La Provincia, nel suo piccolo, sta cercando di salvaguardare gli ultimi boschi attraverso interventi di compensazione, ovvero, chi presenta la domanda e ottiene il permesso di abbattere una porzione di bosco, deve nel contempo farsi carico della risistemazione di un altro bosco.

“Questo tipo di scambio – spiega Pirovano – lo stiamo attuando con la società che sta cavando al Magnodeno e che effettuerà a proprie spese il recupero di un bosco di castagni situato nei pressi del vecchio collegio di Campo de Buoi dove ci auguriamo, facendo gli opportuni scongiuri contro il Cinipide e il cancro, si torni tra un paio d’anni a raccogliere castagne”.

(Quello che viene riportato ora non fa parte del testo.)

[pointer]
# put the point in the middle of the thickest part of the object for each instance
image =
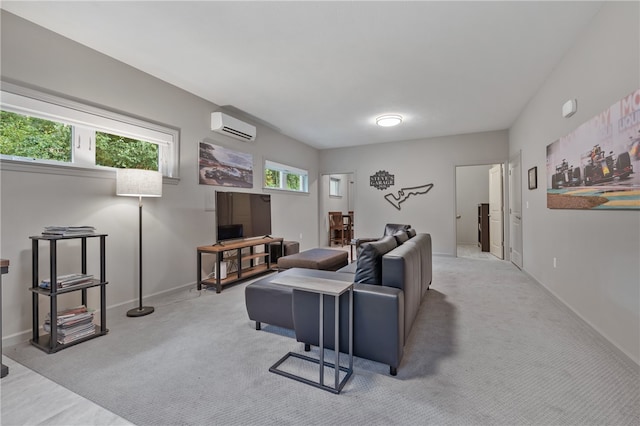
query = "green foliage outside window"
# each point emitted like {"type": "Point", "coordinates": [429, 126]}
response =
{"type": "Point", "coordinates": [293, 182]}
{"type": "Point", "coordinates": [32, 137]}
{"type": "Point", "coordinates": [271, 178]}
{"type": "Point", "coordinates": [120, 152]}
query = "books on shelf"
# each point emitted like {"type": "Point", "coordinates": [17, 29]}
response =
{"type": "Point", "coordinates": [68, 280]}
{"type": "Point", "coordinates": [68, 231]}
{"type": "Point", "coordinates": [72, 324]}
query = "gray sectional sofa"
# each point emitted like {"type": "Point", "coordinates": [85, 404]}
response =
{"type": "Point", "coordinates": [392, 275]}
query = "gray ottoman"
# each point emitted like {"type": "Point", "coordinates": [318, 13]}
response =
{"type": "Point", "coordinates": [290, 247]}
{"type": "Point", "coordinates": [318, 258]}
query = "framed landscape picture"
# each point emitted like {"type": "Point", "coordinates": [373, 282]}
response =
{"type": "Point", "coordinates": [597, 166]}
{"type": "Point", "coordinates": [224, 167]}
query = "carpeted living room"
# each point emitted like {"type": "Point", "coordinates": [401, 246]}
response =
{"type": "Point", "coordinates": [466, 295]}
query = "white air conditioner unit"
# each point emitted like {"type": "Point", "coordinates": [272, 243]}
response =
{"type": "Point", "coordinates": [227, 125]}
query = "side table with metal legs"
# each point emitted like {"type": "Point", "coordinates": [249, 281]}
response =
{"type": "Point", "coordinates": [322, 287]}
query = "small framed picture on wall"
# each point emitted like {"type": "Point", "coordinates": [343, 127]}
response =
{"type": "Point", "coordinates": [533, 178]}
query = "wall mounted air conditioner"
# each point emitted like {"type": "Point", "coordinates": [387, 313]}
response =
{"type": "Point", "coordinates": [227, 125]}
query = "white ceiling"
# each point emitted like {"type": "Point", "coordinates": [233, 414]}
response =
{"type": "Point", "coordinates": [321, 72]}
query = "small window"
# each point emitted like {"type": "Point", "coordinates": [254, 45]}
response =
{"type": "Point", "coordinates": [288, 178]}
{"type": "Point", "coordinates": [334, 187]}
{"type": "Point", "coordinates": [41, 128]}
{"type": "Point", "coordinates": [31, 137]}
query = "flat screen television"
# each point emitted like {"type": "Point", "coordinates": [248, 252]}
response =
{"type": "Point", "coordinates": [242, 215]}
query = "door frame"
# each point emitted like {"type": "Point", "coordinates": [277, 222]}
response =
{"type": "Point", "coordinates": [505, 202]}
{"type": "Point", "coordinates": [323, 195]}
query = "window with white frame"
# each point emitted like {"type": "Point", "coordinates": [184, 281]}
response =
{"type": "Point", "coordinates": [288, 178]}
{"type": "Point", "coordinates": [334, 187]}
{"type": "Point", "coordinates": [41, 128]}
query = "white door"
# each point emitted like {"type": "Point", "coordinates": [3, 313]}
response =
{"type": "Point", "coordinates": [515, 211]}
{"type": "Point", "coordinates": [495, 211]}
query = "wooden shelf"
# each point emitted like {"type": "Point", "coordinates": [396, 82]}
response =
{"type": "Point", "coordinates": [221, 251]}
{"type": "Point", "coordinates": [43, 341]}
{"type": "Point", "coordinates": [47, 292]}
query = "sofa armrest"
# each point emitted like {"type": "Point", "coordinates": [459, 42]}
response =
{"type": "Point", "coordinates": [378, 322]}
{"type": "Point", "coordinates": [359, 241]}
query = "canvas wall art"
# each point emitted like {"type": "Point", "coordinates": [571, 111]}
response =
{"type": "Point", "coordinates": [597, 166]}
{"type": "Point", "coordinates": [224, 167]}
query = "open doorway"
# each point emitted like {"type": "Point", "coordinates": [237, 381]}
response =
{"type": "Point", "coordinates": [479, 210]}
{"type": "Point", "coordinates": [337, 194]}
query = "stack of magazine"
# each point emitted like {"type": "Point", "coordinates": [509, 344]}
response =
{"type": "Point", "coordinates": [68, 231]}
{"type": "Point", "coordinates": [73, 324]}
{"type": "Point", "coordinates": [68, 280]}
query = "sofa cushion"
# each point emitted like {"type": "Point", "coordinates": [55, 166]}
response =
{"type": "Point", "coordinates": [392, 228]}
{"type": "Point", "coordinates": [316, 258]}
{"type": "Point", "coordinates": [401, 237]}
{"type": "Point", "coordinates": [369, 269]}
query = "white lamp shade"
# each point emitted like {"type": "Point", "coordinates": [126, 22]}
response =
{"type": "Point", "coordinates": [138, 183]}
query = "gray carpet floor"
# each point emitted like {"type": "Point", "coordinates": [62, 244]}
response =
{"type": "Point", "coordinates": [489, 346]}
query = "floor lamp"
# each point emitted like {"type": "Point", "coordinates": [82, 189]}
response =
{"type": "Point", "coordinates": [139, 183]}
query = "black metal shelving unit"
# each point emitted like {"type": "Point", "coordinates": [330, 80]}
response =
{"type": "Point", "coordinates": [49, 342]}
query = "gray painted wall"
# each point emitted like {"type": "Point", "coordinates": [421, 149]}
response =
{"type": "Point", "coordinates": [174, 225]}
{"type": "Point", "coordinates": [597, 273]}
{"type": "Point", "coordinates": [414, 163]}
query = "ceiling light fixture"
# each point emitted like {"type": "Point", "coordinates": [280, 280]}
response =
{"type": "Point", "coordinates": [389, 120]}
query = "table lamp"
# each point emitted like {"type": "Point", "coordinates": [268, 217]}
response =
{"type": "Point", "coordinates": [139, 183]}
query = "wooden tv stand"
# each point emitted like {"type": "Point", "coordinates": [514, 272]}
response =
{"type": "Point", "coordinates": [243, 272]}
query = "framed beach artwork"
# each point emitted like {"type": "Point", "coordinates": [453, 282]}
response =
{"type": "Point", "coordinates": [222, 166]}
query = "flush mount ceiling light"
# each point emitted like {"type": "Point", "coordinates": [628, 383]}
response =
{"type": "Point", "coordinates": [389, 120]}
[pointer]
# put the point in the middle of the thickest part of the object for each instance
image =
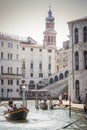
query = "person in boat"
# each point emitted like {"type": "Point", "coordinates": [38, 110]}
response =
{"type": "Point", "coordinates": [60, 100]}
{"type": "Point", "coordinates": [10, 103]}
{"type": "Point", "coordinates": [10, 108]}
{"type": "Point", "coordinates": [21, 106]}
{"type": "Point", "coordinates": [14, 107]}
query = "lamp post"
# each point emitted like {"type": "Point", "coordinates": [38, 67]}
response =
{"type": "Point", "coordinates": [23, 87]}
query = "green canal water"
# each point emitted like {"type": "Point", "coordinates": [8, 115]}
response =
{"type": "Point", "coordinates": [54, 119]}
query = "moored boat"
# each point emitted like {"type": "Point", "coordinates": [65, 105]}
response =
{"type": "Point", "coordinates": [18, 114]}
{"type": "Point", "coordinates": [43, 105]}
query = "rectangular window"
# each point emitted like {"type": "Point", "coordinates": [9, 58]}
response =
{"type": "Point", "coordinates": [10, 82]}
{"type": "Point", "coordinates": [1, 69]}
{"type": "Point", "coordinates": [31, 74]}
{"type": "Point", "coordinates": [10, 56]}
{"type": "Point", "coordinates": [49, 66]}
{"type": "Point", "coordinates": [2, 43]}
{"type": "Point", "coordinates": [17, 70]}
{"type": "Point", "coordinates": [17, 82]}
{"type": "Point", "coordinates": [9, 70]}
{"type": "Point", "coordinates": [17, 46]}
{"type": "Point", "coordinates": [1, 55]}
{"type": "Point", "coordinates": [17, 57]}
{"type": "Point", "coordinates": [31, 49]}
{"type": "Point", "coordinates": [2, 82]}
{"type": "Point", "coordinates": [40, 74]}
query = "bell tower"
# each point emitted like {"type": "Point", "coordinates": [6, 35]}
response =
{"type": "Point", "coordinates": [50, 33]}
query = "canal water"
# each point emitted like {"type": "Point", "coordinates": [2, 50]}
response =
{"type": "Point", "coordinates": [54, 119]}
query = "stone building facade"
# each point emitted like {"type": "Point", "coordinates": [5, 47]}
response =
{"type": "Point", "coordinates": [78, 59]}
{"type": "Point", "coordinates": [10, 62]}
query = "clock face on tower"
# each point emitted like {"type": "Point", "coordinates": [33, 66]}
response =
{"type": "Point", "coordinates": [50, 25]}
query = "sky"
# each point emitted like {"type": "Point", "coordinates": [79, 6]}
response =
{"type": "Point", "coordinates": [27, 17]}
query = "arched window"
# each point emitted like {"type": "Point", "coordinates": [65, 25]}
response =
{"type": "Point", "coordinates": [76, 35]}
{"type": "Point", "coordinates": [76, 61]}
{"type": "Point", "coordinates": [77, 89]}
{"type": "Point", "coordinates": [85, 34]}
{"type": "Point", "coordinates": [51, 80]}
{"type": "Point", "coordinates": [85, 59]}
{"type": "Point", "coordinates": [56, 78]}
{"type": "Point", "coordinates": [61, 76]}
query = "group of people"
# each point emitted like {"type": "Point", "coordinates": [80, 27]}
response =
{"type": "Point", "coordinates": [13, 106]}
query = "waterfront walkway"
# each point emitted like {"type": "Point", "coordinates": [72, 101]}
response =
{"type": "Point", "coordinates": [74, 106]}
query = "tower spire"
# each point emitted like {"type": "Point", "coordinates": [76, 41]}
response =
{"type": "Point", "coordinates": [50, 33]}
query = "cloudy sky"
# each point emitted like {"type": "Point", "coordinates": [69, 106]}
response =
{"type": "Point", "coordinates": [27, 17]}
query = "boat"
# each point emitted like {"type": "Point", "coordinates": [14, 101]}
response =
{"type": "Point", "coordinates": [18, 114]}
{"type": "Point", "coordinates": [43, 105]}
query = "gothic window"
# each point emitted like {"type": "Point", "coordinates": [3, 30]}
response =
{"type": "Point", "coordinates": [76, 35]}
{"type": "Point", "coordinates": [85, 34]}
{"type": "Point", "coordinates": [77, 88]}
{"type": "Point", "coordinates": [85, 59]}
{"type": "Point", "coordinates": [76, 61]}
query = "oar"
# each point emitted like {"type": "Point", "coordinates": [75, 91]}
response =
{"type": "Point", "coordinates": [71, 123]}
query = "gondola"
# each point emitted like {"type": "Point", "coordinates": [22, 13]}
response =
{"type": "Point", "coordinates": [18, 114]}
{"type": "Point", "coordinates": [43, 106]}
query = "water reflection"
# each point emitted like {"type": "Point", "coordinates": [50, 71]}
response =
{"type": "Point", "coordinates": [44, 120]}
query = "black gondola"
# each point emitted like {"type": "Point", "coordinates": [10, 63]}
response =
{"type": "Point", "coordinates": [18, 114]}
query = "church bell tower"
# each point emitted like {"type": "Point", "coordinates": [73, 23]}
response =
{"type": "Point", "coordinates": [50, 33]}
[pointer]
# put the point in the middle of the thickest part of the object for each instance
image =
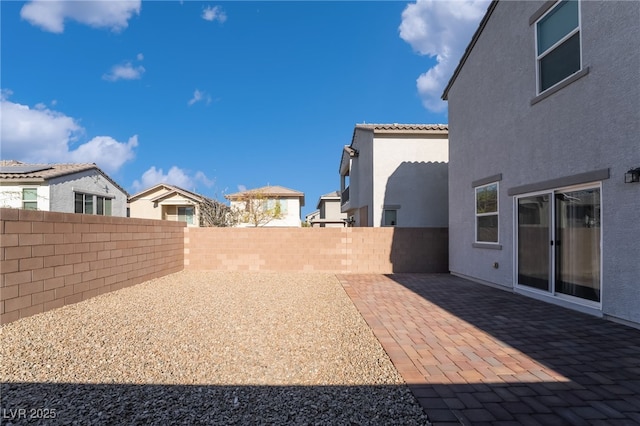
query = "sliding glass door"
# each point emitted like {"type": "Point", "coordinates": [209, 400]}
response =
{"type": "Point", "coordinates": [534, 234]}
{"type": "Point", "coordinates": [577, 254]}
{"type": "Point", "coordinates": [558, 242]}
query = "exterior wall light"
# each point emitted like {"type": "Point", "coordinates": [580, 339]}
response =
{"type": "Point", "coordinates": [632, 175]}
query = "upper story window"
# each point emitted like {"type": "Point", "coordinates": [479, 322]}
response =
{"type": "Point", "coordinates": [186, 214]}
{"type": "Point", "coordinates": [92, 204]}
{"type": "Point", "coordinates": [30, 198]}
{"type": "Point", "coordinates": [389, 217]}
{"type": "Point", "coordinates": [487, 213]}
{"type": "Point", "coordinates": [558, 51]}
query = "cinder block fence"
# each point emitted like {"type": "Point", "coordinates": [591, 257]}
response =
{"type": "Point", "coordinates": [334, 250]}
{"type": "Point", "coordinates": [49, 260]}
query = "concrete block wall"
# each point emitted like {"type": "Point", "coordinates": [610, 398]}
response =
{"type": "Point", "coordinates": [333, 250]}
{"type": "Point", "coordinates": [49, 260]}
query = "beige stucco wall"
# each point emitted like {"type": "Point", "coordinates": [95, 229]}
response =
{"type": "Point", "coordinates": [166, 209]}
{"type": "Point", "coordinates": [411, 174]}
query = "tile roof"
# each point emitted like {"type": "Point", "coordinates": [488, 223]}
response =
{"type": "Point", "coordinates": [403, 127]}
{"type": "Point", "coordinates": [171, 189]}
{"type": "Point", "coordinates": [24, 171]}
{"type": "Point", "coordinates": [42, 172]}
{"type": "Point", "coordinates": [274, 191]}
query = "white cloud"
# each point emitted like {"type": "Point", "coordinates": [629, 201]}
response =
{"type": "Point", "coordinates": [440, 29]}
{"type": "Point", "coordinates": [41, 135]}
{"type": "Point", "coordinates": [214, 13]}
{"type": "Point", "coordinates": [175, 176]}
{"type": "Point", "coordinates": [106, 152]}
{"type": "Point", "coordinates": [125, 71]}
{"type": "Point", "coordinates": [199, 96]}
{"type": "Point", "coordinates": [50, 15]}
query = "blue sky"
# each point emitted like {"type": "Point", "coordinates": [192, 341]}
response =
{"type": "Point", "coordinates": [221, 96]}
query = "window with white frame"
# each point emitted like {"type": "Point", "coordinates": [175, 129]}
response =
{"type": "Point", "coordinates": [487, 213]}
{"type": "Point", "coordinates": [185, 214]}
{"type": "Point", "coordinates": [389, 217]}
{"type": "Point", "coordinates": [558, 52]}
{"type": "Point", "coordinates": [92, 204]}
{"type": "Point", "coordinates": [30, 198]}
{"type": "Point", "coordinates": [103, 206]}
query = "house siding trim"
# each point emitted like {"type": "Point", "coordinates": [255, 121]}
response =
{"type": "Point", "coordinates": [578, 179]}
{"type": "Point", "coordinates": [561, 85]}
{"type": "Point", "coordinates": [488, 179]}
{"type": "Point", "coordinates": [543, 9]}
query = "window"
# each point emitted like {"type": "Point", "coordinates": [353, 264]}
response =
{"type": "Point", "coordinates": [558, 44]}
{"type": "Point", "coordinates": [389, 218]}
{"type": "Point", "coordinates": [84, 203]}
{"type": "Point", "coordinates": [487, 213]}
{"type": "Point", "coordinates": [103, 206]}
{"type": "Point", "coordinates": [79, 202]}
{"type": "Point", "coordinates": [185, 214]}
{"type": "Point", "coordinates": [30, 198]}
{"type": "Point", "coordinates": [278, 207]}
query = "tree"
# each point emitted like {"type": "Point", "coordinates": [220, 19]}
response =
{"type": "Point", "coordinates": [216, 214]}
{"type": "Point", "coordinates": [259, 209]}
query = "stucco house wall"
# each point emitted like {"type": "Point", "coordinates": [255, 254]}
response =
{"type": "Point", "coordinates": [587, 132]}
{"type": "Point", "coordinates": [361, 179]}
{"type": "Point", "coordinates": [63, 188]}
{"type": "Point", "coordinates": [411, 174]}
{"type": "Point", "coordinates": [398, 167]}
{"type": "Point", "coordinates": [57, 185]}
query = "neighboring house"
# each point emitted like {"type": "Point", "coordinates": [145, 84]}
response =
{"type": "Point", "coordinates": [544, 112]}
{"type": "Point", "coordinates": [269, 206]}
{"type": "Point", "coordinates": [314, 215]}
{"type": "Point", "coordinates": [66, 188]}
{"type": "Point", "coordinates": [396, 175]}
{"type": "Point", "coordinates": [169, 202]}
{"type": "Point", "coordinates": [329, 212]}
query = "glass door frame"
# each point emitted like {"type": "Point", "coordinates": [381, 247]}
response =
{"type": "Point", "coordinates": [552, 295]}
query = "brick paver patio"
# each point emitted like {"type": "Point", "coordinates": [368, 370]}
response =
{"type": "Point", "coordinates": [476, 355]}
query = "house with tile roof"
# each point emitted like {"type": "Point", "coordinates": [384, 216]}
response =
{"type": "Point", "coordinates": [544, 186]}
{"type": "Point", "coordinates": [269, 206]}
{"type": "Point", "coordinates": [396, 175]}
{"type": "Point", "coordinates": [329, 212]}
{"type": "Point", "coordinates": [68, 188]}
{"type": "Point", "coordinates": [169, 202]}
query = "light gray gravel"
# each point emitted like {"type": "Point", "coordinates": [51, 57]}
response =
{"type": "Point", "coordinates": [204, 348]}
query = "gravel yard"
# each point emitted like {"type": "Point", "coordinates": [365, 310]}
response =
{"type": "Point", "coordinates": [204, 348]}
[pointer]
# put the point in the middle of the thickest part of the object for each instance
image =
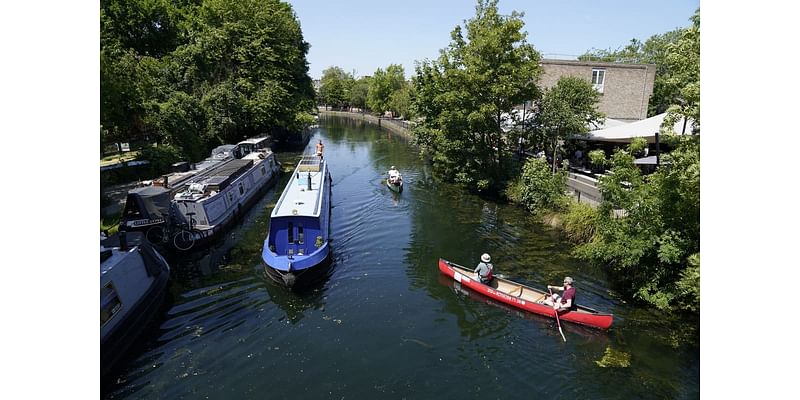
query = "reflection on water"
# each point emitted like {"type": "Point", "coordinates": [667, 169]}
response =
{"type": "Point", "coordinates": [386, 323]}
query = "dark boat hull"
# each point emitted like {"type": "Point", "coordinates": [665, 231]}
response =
{"type": "Point", "coordinates": [115, 345]}
{"type": "Point", "coordinates": [584, 315]}
{"type": "Point", "coordinates": [302, 278]}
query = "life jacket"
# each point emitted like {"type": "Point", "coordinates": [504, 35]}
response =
{"type": "Point", "coordinates": [488, 276]}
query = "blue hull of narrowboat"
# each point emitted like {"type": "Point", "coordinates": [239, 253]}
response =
{"type": "Point", "coordinates": [297, 263]}
{"type": "Point", "coordinates": [298, 239]}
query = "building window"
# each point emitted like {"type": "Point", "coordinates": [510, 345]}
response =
{"type": "Point", "coordinates": [109, 303]}
{"type": "Point", "coordinates": [598, 79]}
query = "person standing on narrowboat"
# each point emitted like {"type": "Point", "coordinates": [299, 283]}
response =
{"type": "Point", "coordinates": [564, 302]}
{"type": "Point", "coordinates": [484, 269]}
{"type": "Point", "coordinates": [320, 149]}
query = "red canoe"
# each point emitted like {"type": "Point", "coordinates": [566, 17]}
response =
{"type": "Point", "coordinates": [523, 297]}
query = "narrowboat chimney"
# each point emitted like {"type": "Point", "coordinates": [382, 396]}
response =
{"type": "Point", "coordinates": [123, 241]}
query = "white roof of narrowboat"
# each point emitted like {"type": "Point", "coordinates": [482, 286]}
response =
{"type": "Point", "coordinates": [296, 198]}
{"type": "Point", "coordinates": [254, 140]}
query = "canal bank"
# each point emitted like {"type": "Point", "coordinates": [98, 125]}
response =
{"type": "Point", "coordinates": [399, 127]}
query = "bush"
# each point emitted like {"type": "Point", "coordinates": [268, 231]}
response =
{"type": "Point", "coordinates": [637, 146]}
{"type": "Point", "coordinates": [579, 222]}
{"type": "Point", "coordinates": [160, 158]}
{"type": "Point", "coordinates": [538, 188]}
{"type": "Point", "coordinates": [598, 160]}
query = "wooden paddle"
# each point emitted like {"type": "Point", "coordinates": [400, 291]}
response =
{"type": "Point", "coordinates": [558, 321]}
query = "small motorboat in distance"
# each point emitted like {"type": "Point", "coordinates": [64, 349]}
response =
{"type": "Point", "coordinates": [395, 180]}
{"type": "Point", "coordinates": [523, 297]}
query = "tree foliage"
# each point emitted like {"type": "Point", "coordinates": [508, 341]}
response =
{"type": "Point", "coordinates": [358, 93]}
{"type": "Point", "coordinates": [537, 188]}
{"type": "Point", "coordinates": [383, 86]}
{"type": "Point", "coordinates": [684, 61]}
{"type": "Point", "coordinates": [195, 74]}
{"type": "Point", "coordinates": [468, 93]}
{"type": "Point", "coordinates": [335, 87]}
{"type": "Point", "coordinates": [653, 51]}
{"type": "Point", "coordinates": [653, 250]}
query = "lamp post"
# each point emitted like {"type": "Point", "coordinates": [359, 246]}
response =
{"type": "Point", "coordinates": [658, 151]}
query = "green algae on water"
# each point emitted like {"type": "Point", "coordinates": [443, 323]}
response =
{"type": "Point", "coordinates": [615, 359]}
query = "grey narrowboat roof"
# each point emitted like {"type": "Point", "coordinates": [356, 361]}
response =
{"type": "Point", "coordinates": [296, 198]}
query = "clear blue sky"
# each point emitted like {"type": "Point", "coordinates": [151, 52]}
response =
{"type": "Point", "coordinates": [366, 35]}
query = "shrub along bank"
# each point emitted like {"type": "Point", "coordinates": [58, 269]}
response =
{"type": "Point", "coordinates": [652, 253]}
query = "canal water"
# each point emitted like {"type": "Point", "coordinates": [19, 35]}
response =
{"type": "Point", "coordinates": [386, 324]}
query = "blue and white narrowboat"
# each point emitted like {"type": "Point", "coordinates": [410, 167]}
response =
{"type": "Point", "coordinates": [297, 246]}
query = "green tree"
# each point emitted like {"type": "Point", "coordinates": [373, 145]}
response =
{"type": "Point", "coordinates": [537, 188]}
{"type": "Point", "coordinates": [358, 93]}
{"type": "Point", "coordinates": [652, 247]}
{"type": "Point", "coordinates": [466, 96]}
{"type": "Point", "coordinates": [653, 51]}
{"type": "Point", "coordinates": [216, 71]}
{"type": "Point", "coordinates": [567, 108]}
{"type": "Point", "coordinates": [335, 87]}
{"type": "Point", "coordinates": [383, 85]}
{"type": "Point", "coordinates": [684, 62]}
{"type": "Point", "coordinates": [400, 101]}
{"type": "Point", "coordinates": [182, 120]}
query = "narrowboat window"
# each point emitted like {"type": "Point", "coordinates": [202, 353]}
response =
{"type": "Point", "coordinates": [300, 233]}
{"type": "Point", "coordinates": [131, 210]}
{"type": "Point", "coordinates": [109, 303]}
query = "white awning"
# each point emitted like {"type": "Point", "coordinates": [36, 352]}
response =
{"type": "Point", "coordinates": [645, 128]}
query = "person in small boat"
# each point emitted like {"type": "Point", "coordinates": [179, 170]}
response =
{"type": "Point", "coordinates": [567, 299]}
{"type": "Point", "coordinates": [320, 149]}
{"type": "Point", "coordinates": [394, 175]}
{"type": "Point", "coordinates": [484, 269]}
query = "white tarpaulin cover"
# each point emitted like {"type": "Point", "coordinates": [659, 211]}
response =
{"type": "Point", "coordinates": [645, 128]}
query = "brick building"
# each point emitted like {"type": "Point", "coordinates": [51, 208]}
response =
{"type": "Point", "coordinates": [625, 88]}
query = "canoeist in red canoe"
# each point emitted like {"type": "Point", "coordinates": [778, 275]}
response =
{"type": "Point", "coordinates": [564, 302]}
{"type": "Point", "coordinates": [484, 269]}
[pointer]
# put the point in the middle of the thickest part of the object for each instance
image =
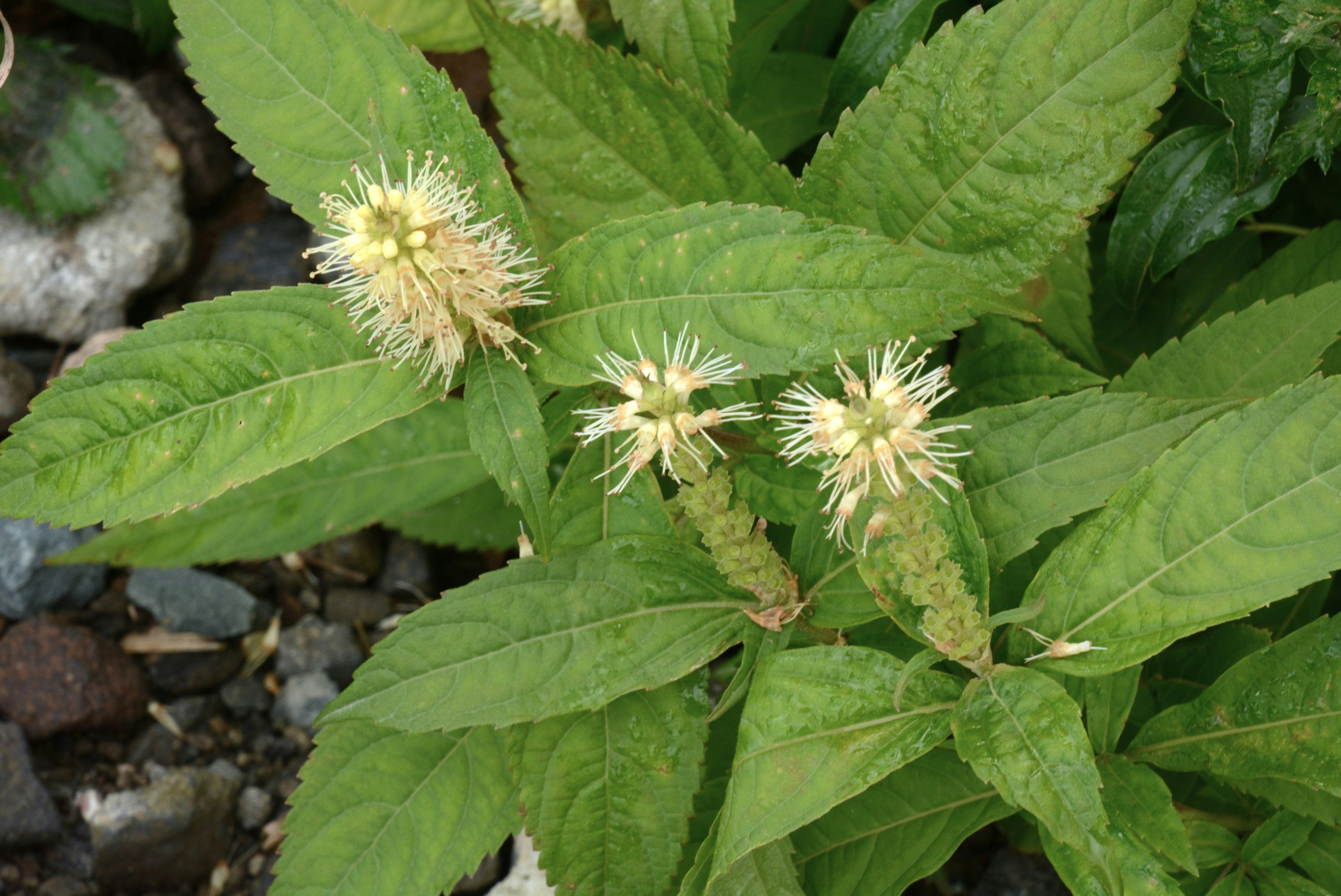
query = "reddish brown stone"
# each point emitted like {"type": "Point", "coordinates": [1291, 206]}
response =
{"type": "Point", "coordinates": [64, 678]}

Notizie positive giungono anche dalle Comunità Montane che ormai da anni hanno posto l’attenzione sulla salvaguardia dei castagneti e dove i proprietari dei boschi sono tornati a prendersene cura; ma ci sono anche iniziative Interreg Italia – Svizzera che operano in questa direzione senza dimenticare la nascita di vere e proprie associazioni come quella dei Castanicoltori del Lario Orientale fondata nel dicembre del 2012.

E poi, poi ci sono persone (sempre più rare) come Franco, che in quel di Laorca per passione e tradizione di famiglia cura e coccola il proprio bosco. Un lavoro lodevole, fatto col cuore e per il semplice amor di natura con cui tiene ancora in vita uno degli ultimi boschi di castagni della Lecco che fu… un filo di speranza affinchè l’ “epoca delle castagne” per Lecco e i lecchesi non sia davvero finita.